I saved a orbax checkpoint with the code below:
check_options = ocp.CheckpointManagerOptions(max_to_keep=5, create=True)
check_path = Path(os.getcwd(), out_dir, 'checkpoint')
checkpoint_manager = ocp.CheckpointManager(check_path, options=check_options, item_names=('state', 'metadata'))
checkpoint_manager.save(
step=iter_num,
args=ocp.args.Composite(
state=ocp.args.StandardSave(state),
metadata=ocp.args.JsonSave((model_args, iter_num, best_val_loss, losses['val'].item(), config))))
When I try to resume from the saved checkpoints, I used the code below to recover the state
variable:
state, lr_schedule = init_train_state(model, params['params'], learning_rate, weight_decay, beta1, beta2, decay_lr, warmup_iters,
lr_decay_iters, min_lr) # Here state is the initialied state variable with type Train_state.
state = checkpoint_manager.restore(checkpoint_manager.latest_step(), items={'state': state})
But when I try to use the recovered state in the training loop, I got this error:
---------------------------------------------------------------------------
KeyError Traceback (most recent call last)
File /opt/conda/envs/py_3.10/lib/python3.10/site-packages/jax/_src/api_util.py:584, in shaped_abstractify(x)
583 try:
--> 584 return _shaped_abstractify_handlers[type(x)](x)
585 except KeyError:
KeyError: <class 'orbax.checkpoint.composite_checkpoint_handler.CompositeArgs'>
During handling of the above exception, another exception occurred:
TypeError Traceback (most recent call last)
Cell In[40], line 37
34 if iter_num == 0 and eval_only:
35 break
---> 37 state, loss = train_step(state, get_batch('train'))
39 # timing and logging
40 t1 = time.time()
[... skipping hidden 6 frame]
File /opt/conda/envs/py_3.10/lib/python3.10/site-packages/jax/_src/api_util.py:575, in _shaped_abstractify_slow(x)
573 dtype = dtypes.canonicalize_dtype(x.dtype, allow_extended_dtype=True)
574 else:
--> 575 raise TypeError(
576 f"Cannot interpret value of type {type(x)} as an abstract array; it "
577 "does not have a dtype attribute")
578 return core.ShapedArray(np.shape(x), dtype, weak_type=weak_type,
579 named_shape=named_shape)
TypeError: Cannot interpret value of type <class 'orbax.checkpoint.composite_checkpoint_handler.CompositeArgs'> as an abstract array; it does not have a dtype attribute
So, how should I correctly recover the state
checkpoint and use it in the training loop?
Thanks!
You're mixing the old and new APIs in a way that is not allowed.
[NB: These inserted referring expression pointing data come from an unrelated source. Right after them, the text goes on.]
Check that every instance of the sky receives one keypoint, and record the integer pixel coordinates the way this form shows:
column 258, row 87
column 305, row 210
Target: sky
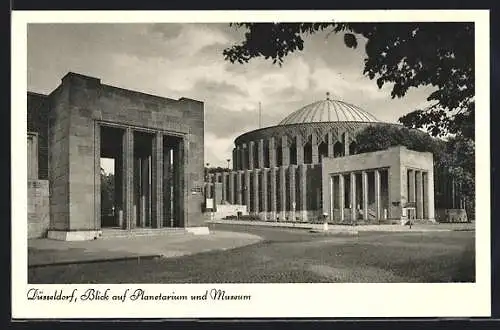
column 185, row 60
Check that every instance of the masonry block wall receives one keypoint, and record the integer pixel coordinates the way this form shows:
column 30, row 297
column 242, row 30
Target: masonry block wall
column 38, row 208
column 397, row 161
column 74, row 112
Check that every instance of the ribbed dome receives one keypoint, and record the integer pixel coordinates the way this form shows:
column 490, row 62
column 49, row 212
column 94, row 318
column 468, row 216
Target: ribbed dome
column 328, row 111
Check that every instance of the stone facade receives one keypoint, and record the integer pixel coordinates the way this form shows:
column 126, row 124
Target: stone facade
column 292, row 163
column 78, row 111
column 408, row 184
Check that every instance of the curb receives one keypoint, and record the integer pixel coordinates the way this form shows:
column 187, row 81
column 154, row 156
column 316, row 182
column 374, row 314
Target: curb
column 92, row 261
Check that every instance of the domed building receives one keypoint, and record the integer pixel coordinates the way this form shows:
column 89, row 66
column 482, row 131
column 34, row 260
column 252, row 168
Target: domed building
column 306, row 168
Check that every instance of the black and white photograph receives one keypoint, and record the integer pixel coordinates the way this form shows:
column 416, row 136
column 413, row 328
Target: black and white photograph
column 186, row 161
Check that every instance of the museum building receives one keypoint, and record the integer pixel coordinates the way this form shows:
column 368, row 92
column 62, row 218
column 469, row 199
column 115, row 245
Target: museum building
column 156, row 144
column 306, row 168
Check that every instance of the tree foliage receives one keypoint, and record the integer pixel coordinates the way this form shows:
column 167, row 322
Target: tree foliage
column 407, row 55
column 107, row 192
column 454, row 158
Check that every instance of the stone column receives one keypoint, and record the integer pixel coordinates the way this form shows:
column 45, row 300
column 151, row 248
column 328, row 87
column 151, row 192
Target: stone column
column 314, row 149
column 341, row 197
column 364, row 183
column 97, row 172
column 353, row 197
column 209, row 193
column 346, row 144
column 330, row 145
column 128, row 178
column 332, row 198
column 303, row 191
column 247, row 187
column 428, row 180
column 282, row 171
column 251, row 160
column 264, row 174
column 272, row 153
column 144, row 177
column 157, row 199
column 291, row 173
column 244, row 156
column 300, row 149
column 230, row 189
column 377, row 195
column 273, row 193
column 419, row 205
column 411, row 184
column 239, row 187
column 235, row 159
column 256, row 193
column 285, row 151
column 260, row 153
column 33, row 154
column 224, row 187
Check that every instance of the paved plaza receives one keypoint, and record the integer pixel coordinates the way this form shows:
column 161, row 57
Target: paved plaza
column 263, row 254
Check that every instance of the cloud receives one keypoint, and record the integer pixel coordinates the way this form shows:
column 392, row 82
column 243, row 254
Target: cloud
column 185, row 60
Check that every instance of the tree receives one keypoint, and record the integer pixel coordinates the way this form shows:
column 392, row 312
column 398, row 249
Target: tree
column 107, row 192
column 453, row 158
column 408, row 55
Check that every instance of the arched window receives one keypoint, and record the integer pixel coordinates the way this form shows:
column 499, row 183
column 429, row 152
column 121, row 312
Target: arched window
column 308, row 153
column 293, row 153
column 338, row 149
column 322, row 150
column 352, row 148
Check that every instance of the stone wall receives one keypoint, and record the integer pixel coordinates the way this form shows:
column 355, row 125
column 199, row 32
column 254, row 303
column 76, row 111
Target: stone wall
column 38, row 208
column 78, row 104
Apologies that an error to that effect is not being raised, I can look into that.
Your saving is correct, but I'd recommend that it look more like the following:
with ocp.CheckpointManager(path, options=options, item_names=('state', 'metadata')) as mngr:
mngr.save(
step,
args=ocp.args.Composite(
state=ocp.args.StandardSave(state),
metadata=ocp.args.JsonSave(...),
)
)
When restoring, you're currently using items
which is part of the old API, and the usage is inconsistent with the CheckpointManager
's definition, which is done based on the new API.
item_names
and args
are hallmarks of the new API.
You should do:
with ocp.CheckpointManager(...) as mngr:
mngr.restore(
mngr.latest_step(),
args=ocp.args.Composite(
state=ocp.args.StandardRestore(abstract_state),
)
)
Let me know if there's any unexpected issues with that.